Yo no sé por qué a los aviones se les ocurre atacar de noche más que de día. Lo
único que consiguen es que los chicos se asusten el doble, y que mi vecina se
me acerque más de lo prudente. Con ella despertamos en posiciones dudosas a las
que el cura, quizás por la circunstancia, hace la vista gorda. Pero varias
veces nos negó la comunión. Rito que le niega también a Rulfini, el loco del
pueblo. Es que este hombre, ansioso por no poder salir a la superficie, vive
proponiéndonos a todos que nos consideremos muertos. De esa forma no
sufriremos, dice. Cierto día el cura lo interpeló, recordándole que esto no era
el paraíso, que más bien se parecía al infierno y el loco, rodeado de unos muchachos
que comparten su idea, le respondió cargándolo: ¿y a usted quién le dijo que
irá al cielo? Según el librero, el intendente amonestó después a Rulfini por
dos razones: La primera es que si estuviésemos muertos, él perdería autoridad y
la segunda es que parece que el intendente se considera a sí mismo como
principal custodio de la realidad. Aunque para amonestar al loco, el intendente
necesitó el apoyo del médico, quien entre tantas actividades no dudó en
extender un certificado de insania. El médico es el hombre más ocupado del
pueblo y esta nueva vida le abrió un camino hacia la interdisciplina. Trabaja
junto a una señora muy famosa por sus curaciones informales y juntos progresan
día a día en el conocimiento de las propiedades del musgo. El farmacéutico, a
quien se considera principal responsable de esas investigaciones, se defendió
diciendo que en el apuro por refugiarse solo pudo traer una caja de aspirinas.

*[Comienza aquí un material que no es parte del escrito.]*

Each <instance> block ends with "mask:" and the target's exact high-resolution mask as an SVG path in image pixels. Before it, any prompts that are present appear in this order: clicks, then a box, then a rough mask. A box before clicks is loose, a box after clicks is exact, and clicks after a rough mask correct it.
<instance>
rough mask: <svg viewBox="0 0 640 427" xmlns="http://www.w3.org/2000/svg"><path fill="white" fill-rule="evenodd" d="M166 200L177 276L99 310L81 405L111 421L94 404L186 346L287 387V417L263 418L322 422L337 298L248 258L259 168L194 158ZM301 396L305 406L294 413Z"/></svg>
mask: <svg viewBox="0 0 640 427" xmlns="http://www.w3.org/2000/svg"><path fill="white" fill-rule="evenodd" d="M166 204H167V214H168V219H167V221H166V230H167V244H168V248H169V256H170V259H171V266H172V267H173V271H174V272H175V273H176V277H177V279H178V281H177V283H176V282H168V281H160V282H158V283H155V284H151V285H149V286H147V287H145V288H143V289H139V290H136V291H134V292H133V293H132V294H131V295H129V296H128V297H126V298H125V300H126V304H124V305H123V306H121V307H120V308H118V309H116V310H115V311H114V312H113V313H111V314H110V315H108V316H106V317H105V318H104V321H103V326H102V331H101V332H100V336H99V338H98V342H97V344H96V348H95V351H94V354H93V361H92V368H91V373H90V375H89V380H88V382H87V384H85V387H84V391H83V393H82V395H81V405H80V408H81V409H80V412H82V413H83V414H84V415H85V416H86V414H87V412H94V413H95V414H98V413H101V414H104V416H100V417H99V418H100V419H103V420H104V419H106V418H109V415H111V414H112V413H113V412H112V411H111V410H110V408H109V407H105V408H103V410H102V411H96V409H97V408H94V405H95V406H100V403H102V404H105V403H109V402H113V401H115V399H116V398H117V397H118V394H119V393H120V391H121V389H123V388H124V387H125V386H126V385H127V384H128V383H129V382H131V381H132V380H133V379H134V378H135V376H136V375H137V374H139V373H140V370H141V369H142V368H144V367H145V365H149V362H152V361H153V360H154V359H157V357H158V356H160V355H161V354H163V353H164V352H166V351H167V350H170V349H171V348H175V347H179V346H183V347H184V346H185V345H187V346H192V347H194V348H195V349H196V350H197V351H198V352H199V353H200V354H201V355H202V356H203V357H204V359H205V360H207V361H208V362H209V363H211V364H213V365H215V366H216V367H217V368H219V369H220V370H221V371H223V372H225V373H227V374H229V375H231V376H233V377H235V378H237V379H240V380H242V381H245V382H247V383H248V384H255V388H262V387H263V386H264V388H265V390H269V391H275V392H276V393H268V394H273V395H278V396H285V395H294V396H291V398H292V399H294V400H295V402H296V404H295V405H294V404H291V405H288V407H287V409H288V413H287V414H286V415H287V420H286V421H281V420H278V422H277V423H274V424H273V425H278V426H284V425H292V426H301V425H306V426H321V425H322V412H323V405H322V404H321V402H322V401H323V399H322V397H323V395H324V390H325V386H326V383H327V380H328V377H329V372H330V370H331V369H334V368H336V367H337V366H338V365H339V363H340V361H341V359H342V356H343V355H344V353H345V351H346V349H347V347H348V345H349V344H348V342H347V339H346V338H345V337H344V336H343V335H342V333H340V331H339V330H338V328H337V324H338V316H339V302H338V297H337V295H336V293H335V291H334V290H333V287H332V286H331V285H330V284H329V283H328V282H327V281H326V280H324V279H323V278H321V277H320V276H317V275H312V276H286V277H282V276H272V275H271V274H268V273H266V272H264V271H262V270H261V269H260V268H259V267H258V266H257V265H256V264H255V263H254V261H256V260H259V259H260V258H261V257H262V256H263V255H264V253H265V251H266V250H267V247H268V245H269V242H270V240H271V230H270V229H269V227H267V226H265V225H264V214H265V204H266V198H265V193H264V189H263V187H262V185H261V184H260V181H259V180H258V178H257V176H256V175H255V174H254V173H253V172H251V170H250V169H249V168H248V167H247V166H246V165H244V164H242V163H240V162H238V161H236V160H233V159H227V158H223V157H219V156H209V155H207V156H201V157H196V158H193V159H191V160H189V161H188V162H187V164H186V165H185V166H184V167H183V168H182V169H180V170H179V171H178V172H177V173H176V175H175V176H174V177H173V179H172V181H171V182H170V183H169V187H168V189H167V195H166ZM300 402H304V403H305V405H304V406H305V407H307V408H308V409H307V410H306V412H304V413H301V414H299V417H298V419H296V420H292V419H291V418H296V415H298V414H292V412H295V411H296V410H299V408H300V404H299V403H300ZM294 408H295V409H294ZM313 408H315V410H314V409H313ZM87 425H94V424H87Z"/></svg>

Por suerte, una mujer generosa en todo sentido va aportando sus prendas como
gasas y la Iglesia lo entiende. No así los evangelistas, quienes sostienen que
la Biblia no lo contempla. Solo le piden, a la mujer claro, porque con el cura
ni se hablan, que al final de la guerra se convierta. Entre ellos la llaman
Magdalena y nosotros le decimos Mimí. Y aplaudimos cuando hay enfermos que
cubrir, y le propusimos al organista que le pusiera música al asunto, pero él
se negó. La barrita que sigue al loco dice que por chupamedias, pero yo lo
entiendo, ya que además de músico en los bailes y en las misas, este hombre
oficia de monaguillo, y no soporta las contradicciones. Aunque pensándolo un
poco, entre tanta excitación que anda suelta, bien pueden tolerarse algunos
deslices. Y si no, dijo mi vecina, fíjese como anda el verdulero, a quien nadie
le quiere dar la espalda debido a sus promesas de frutas y verduras para cuando
termine la guerra. Que es en definitiva el gran deseo colectivo. Y que se
cumplirá, según una señora media adivina, dentro de poco. Mientras tanto, solo
tenemos oídos para la sirena. Ella es la que nos anuncia permanentemente que
debemos agachar la cabeza, taparnos las orejas y preguntarnos quién será el que
allá afuera, en la superficie, la toca sin desmayos.